My dad enjoyed a long, full life. It was the one that he wanted, and he lived it on his terms, prioritizing his love for his wife and children and friends over making money or earning accolades. And he expressed that love — and laughter and tears and frustration and whatever other emotions came along — so that every moment and every relationship were experienced in their fullness and nothing was left unsaid.

My dad enjoyed a long, full life. It was the one that he wanted, and he lived it on his terms, prioritizing his love for his wife and children and friends over making money or earning accolades.

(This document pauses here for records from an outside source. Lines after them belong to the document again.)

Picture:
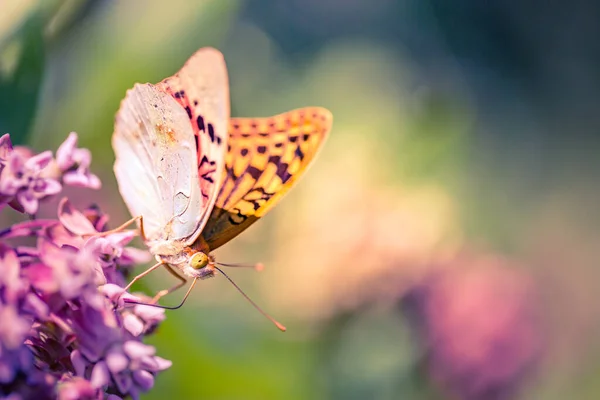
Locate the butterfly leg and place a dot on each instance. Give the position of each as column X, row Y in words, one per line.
column 165, row 292
column 140, row 276
column 123, row 226
column 166, row 307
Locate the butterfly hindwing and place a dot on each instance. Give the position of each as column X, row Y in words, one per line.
column 155, row 158
column 265, row 157
column 201, row 87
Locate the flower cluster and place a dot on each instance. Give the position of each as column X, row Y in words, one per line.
column 63, row 332
column 479, row 321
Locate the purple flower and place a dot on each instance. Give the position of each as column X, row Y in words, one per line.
column 22, row 179
column 65, row 331
column 74, row 163
column 480, row 327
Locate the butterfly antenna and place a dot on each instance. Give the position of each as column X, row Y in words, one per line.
column 277, row 324
column 258, row 266
column 165, row 307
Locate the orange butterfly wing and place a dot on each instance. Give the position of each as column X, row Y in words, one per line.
column 265, row 157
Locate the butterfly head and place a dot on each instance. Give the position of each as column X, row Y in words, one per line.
column 200, row 265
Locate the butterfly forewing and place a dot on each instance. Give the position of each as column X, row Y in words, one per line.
column 156, row 164
column 201, row 87
column 265, row 157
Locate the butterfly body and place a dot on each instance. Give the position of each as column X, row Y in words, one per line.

So he knew how proud I was of him for overcoming the challenges of childhood neglect and a potentially debilitating illness. For seizing the positives he could find and creating the ones he couldn’t, whether devising a safer form of anesthesia in his work as a scientist or coming up with a word for what a citrus fruit does when it squirts in your eye (“orbisculate”).

He knew how much I admired his wisdom and values, particularly his belief that an individual can make a difference, whether as a civil rights activist pressing all-white businesses to hire black workers, as he did in Boston in the 1960s, or as a journalist pressing for better governance and societal action at the time of a pandemic. While we can always do more, the key thing is to do.

And he knew how much he inspired me, so that even now I am following his example and seizing the positives in this moment: Though I am certainly upset at all those who failed my father and so many like him these last few months, I am also grateful to all those doing the right thing.

Every runner wearing an uncomfortable mask, every family canceling an outing, every grocery store clerk and delivery person risking their well-being to work, every doctor and nurse staying apart from their families to treat infected patients is a person making a sacrifice to protect the most vulnerable.

It wasn’t enough for my father, but hopefully it will be enough for someone else’s. And the comfort of knowing that we can still help one another and try to save others is also something that makes death in the time of the coronavirus different.